In this time I also "met" someone new. An acquaintance from a time long ago. A friendship was born. Two hearts and minds that thought alike, but were in different places. In a different time, maybe we'd be more then just friends, who knows. But you helped me get through a difficult time. I can only apologize for my comments that made you decide against maintaining this friendship. I feel that if nothing else, we were someone to lean on, someone to trust with our feelings, if only through our messages and brief talks. I guess when the stakes are too high, the risk isn't worth the reward. I accept your decision, even if I do not agree with it. I miss you.

September brought my brother's union with his lovely wife Diana. I couldn't be happier for them and I'm proud of my brother for finding someone who gets him. If I prayed I'd pray for her sanity in the years to come, because 29 years of knowing him has tested mine.
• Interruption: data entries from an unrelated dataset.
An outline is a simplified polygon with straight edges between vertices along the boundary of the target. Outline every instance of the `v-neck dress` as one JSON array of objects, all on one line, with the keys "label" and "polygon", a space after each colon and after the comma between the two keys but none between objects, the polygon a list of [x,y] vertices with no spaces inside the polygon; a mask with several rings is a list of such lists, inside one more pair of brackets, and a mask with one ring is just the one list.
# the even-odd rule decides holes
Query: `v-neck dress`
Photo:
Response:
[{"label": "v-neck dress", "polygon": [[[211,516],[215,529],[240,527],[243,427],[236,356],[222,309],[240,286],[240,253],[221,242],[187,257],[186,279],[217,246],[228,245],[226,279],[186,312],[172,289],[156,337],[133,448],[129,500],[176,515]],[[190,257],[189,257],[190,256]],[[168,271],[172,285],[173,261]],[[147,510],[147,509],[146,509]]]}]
I won't repeat what has already been said in a previous blog, but September 13th was a special day. It will be difficult for anyone to top this day. The weekend couldn't have been a bigger success.
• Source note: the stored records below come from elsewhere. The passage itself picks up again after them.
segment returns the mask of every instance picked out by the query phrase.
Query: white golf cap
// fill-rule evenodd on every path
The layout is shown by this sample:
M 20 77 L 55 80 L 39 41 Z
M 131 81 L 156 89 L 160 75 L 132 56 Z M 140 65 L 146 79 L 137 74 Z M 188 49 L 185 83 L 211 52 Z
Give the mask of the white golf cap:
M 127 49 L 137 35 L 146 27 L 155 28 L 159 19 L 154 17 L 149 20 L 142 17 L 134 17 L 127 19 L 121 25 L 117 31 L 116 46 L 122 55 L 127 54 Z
The last two weeks brought on Football, a BBQ, and somewhat tumultuous times for me and someone close to me. I somewhat came to terms with my new found status, but is it mutual. Things to preoccupy myself have made this month quite nice on many levels. I have a friend who has been there to listen to my stuff and I for them. I feel a lot closer to them now than I did even two weeks ago. It's nice at times to get new people's perspective.

If I have one gripe with September it is that you have decimated me financially. Lack of work, excessive spending (not all voluntary) and some bad habits have really tightened the screws. Many more nights spent at home than gallivanting about town.

I'm going to chalk up September as a good month, aside from the incredible weekend of the wedding, it's been a month of good and bad off-setting each other. Nothing too crazy, nothing too exciting other than that big event. I can handle months like September. October rolls in with promise for more money, playoff baseball, and possibly some new found friends or maybe some reconnecting with old. I look forward to October and the winter months with great optimism. I just feel something good on the horizon. Maybe it's just gas.